The cuteness is a survival mechanism, we know that now. Pretty much any time of the day I'm not doing something for Cotton, he is either waiting for me to do it or I am wondering what it is that needs to be done next; at the height of the eye drop madness I had to create spreadsheets. We track our expenses with a financial website, and every month, every category--groceries, gas, entertainment--is all in the green. And then there's the "Cotton" category, which is always red: over budget. This animal knows how to spend it.

One look with those big, brown eyes and we all come a-running. People have been known to leave messages on our answering machine for this dog.

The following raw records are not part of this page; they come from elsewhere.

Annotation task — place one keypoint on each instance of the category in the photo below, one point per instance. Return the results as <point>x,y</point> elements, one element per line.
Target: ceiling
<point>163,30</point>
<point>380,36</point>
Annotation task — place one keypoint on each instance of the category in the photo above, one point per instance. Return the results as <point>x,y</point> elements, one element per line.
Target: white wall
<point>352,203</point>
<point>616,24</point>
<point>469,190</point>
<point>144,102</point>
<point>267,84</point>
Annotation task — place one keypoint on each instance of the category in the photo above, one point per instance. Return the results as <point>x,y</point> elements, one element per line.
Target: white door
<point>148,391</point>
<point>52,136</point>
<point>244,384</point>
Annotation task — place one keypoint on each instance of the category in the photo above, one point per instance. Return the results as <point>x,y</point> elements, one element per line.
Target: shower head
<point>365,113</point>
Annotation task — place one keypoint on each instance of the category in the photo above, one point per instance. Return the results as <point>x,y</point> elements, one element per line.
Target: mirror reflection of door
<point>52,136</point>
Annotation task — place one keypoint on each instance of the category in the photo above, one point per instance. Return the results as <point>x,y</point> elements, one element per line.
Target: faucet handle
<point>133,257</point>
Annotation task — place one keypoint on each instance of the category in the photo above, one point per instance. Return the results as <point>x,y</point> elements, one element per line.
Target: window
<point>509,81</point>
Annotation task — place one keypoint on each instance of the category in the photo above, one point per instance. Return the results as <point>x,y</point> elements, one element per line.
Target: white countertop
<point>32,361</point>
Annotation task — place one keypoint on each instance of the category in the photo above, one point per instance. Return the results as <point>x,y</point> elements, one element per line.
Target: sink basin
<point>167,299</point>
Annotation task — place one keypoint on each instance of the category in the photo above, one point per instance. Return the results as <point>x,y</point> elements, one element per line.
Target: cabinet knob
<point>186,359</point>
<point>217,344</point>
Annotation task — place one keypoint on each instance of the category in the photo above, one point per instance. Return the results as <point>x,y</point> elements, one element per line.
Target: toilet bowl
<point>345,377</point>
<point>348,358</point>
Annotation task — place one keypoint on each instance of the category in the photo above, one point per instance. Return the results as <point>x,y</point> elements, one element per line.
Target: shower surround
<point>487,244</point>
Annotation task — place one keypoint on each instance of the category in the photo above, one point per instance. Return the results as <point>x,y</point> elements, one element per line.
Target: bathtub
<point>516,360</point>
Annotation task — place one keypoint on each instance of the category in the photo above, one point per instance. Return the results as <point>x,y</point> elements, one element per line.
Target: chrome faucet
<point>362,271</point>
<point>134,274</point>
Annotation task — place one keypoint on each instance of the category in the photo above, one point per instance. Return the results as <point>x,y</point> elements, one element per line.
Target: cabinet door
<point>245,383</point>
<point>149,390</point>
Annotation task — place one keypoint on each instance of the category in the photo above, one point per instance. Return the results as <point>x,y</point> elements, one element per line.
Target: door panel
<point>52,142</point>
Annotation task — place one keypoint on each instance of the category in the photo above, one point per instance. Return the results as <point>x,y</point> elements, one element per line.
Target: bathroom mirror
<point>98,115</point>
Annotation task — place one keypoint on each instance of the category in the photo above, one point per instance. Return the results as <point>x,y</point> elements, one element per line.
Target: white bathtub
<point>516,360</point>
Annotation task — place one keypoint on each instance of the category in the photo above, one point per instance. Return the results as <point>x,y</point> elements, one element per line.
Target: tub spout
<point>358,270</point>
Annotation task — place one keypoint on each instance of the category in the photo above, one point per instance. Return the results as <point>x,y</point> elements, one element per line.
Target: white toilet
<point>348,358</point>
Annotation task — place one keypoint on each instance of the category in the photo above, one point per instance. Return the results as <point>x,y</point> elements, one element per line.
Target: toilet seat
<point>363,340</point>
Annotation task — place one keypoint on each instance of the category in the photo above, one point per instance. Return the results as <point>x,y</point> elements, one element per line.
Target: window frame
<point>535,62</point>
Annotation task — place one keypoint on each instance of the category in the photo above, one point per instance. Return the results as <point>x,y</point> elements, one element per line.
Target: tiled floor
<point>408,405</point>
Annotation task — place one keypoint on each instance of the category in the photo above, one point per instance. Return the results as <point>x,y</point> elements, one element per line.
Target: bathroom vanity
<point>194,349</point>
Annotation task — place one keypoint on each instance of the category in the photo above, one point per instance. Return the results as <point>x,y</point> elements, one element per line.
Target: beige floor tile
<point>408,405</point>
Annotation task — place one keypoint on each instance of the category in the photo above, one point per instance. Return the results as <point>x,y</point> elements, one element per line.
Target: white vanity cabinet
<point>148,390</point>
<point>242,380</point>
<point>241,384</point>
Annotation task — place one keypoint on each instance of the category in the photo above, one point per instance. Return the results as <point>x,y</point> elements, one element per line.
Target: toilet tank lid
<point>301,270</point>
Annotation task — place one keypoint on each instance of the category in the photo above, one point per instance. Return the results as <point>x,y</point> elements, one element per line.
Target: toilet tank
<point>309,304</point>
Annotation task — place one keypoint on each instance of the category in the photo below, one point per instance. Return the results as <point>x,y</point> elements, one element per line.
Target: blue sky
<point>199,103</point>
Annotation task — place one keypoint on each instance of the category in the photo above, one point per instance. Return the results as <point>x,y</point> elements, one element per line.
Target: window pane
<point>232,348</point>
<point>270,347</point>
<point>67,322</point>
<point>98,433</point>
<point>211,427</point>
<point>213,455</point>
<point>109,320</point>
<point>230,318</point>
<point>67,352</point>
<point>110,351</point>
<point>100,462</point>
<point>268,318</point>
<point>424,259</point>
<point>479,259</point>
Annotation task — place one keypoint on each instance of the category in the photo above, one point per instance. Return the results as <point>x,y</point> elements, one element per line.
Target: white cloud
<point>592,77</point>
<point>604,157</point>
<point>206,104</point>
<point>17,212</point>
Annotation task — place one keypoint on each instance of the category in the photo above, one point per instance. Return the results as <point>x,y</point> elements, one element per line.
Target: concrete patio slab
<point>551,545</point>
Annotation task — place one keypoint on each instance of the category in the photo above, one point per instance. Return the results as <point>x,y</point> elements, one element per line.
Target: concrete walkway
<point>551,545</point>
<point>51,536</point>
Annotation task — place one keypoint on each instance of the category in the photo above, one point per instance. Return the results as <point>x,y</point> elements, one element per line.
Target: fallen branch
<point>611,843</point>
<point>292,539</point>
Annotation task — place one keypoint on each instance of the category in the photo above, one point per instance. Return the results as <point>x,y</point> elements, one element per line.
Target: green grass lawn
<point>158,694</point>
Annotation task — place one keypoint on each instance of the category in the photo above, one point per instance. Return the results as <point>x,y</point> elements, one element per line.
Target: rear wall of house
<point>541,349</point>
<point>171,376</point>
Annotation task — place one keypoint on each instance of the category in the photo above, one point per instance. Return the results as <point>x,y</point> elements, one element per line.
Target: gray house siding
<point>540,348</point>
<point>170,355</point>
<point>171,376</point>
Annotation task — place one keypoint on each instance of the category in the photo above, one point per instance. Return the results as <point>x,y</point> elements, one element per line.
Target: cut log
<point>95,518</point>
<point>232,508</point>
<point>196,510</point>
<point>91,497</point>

He has a pet sitter, gets groomed by a mobile "pet spa" that comes to our driveway (his haircuts cost more than mine, for the record), and the veterinarians at our animal hospital fight over who gets to see him (lucky for them, we are there on a very regular basis so there is ample opportunity. The long standing joke is that this little dog is going to make sure we never have the time, money or energy to have children, keeping him the center of attention). One of my mom's favorite stories is the time our pet sitter called to warn me before we saw our den, after we had been gone on vacation and left him in the sitter's care for three days. It looked like someone had unleashed a rabid Tasmanian devil in there. Without too many gory details, it took steam cleaning the couch and carpet and sanding and repainting a door to fix the tantrum that was thrown during the home alone incident.

Cotton is the king of the castle, the head of the household, the boss around here. And it's a good thing he found us, because no other people could understand Cotton's quirks. He generally refuses to walk on any uncarpeted surface, won't eat his dog food with anyone watching, can't stand to be petted on the head, requires praise for drinking water (or else he won't do it; see also: dehydration incident of 2008). If his harness isn't in just the right position when we take our daily walks, he will refuse to move until the situation is corrected.

And speaking of our daily walks, Cotton prefers to take a slow and steady approach. He gives new meaning to stopping and smelling the roses...and everything else he can possibly sniff. We very often get lapped by senior citizens out for their exercise, who like to chide us with witty banter such as, "You two are going to get a speeding ticket out here!" Yep, we blaze a trail, indeed.

The only thing more exciting than a walk is a car ride. Jingle the keys, and Cotton is ready to co-pilot, and beside himself with excitement. Of course, he has a quilt that he rides on for short trips around town (errands, vet visits and the like), and a pillow for longer trips (you will undoubtedly notice the stylish floral pillow case: tres chic). Comfort is key--doesn't everyone do that for their dog?

Mr. High Maintenance also enjoys latte foam, Chick-fil-A nuggets (which he gets as a reward for enduring the endlessly long visits to his eye doctor...I also get a sandwich, so win/win) and my husband's black dress socks. Every night, when Clint changes clothes, that little blind dog sits as close on the edge of the bed as he can get, leaning toward Clint, unable to be still because of the anticipation. It's like a strip tease for the dog. Mind you, he can't even see the socks come off--he hears the sound and waits so he can make off with them and try his mightiest to chew holes in them before we take them away.  Did I neglect to mention that he loves sunning himself on our deck, on a chilled towel (naturally)?

Clint said, "Maybe you should add something in about how excited you were to get the dog, how you said he was the best gift you've ever gotten, but in reality, we got a lemon." Absolutely not. For all his whims and preferences, he is a happy little sidekick, a great confidante, and an ever-willing assistant. Cotton has big hair, now has his own blog, loves to entertain (and be entertained), gets giddy over snacks, and is a bit of a show-off. They say pets often resemble their owners, but I don't see any similarities there, do you?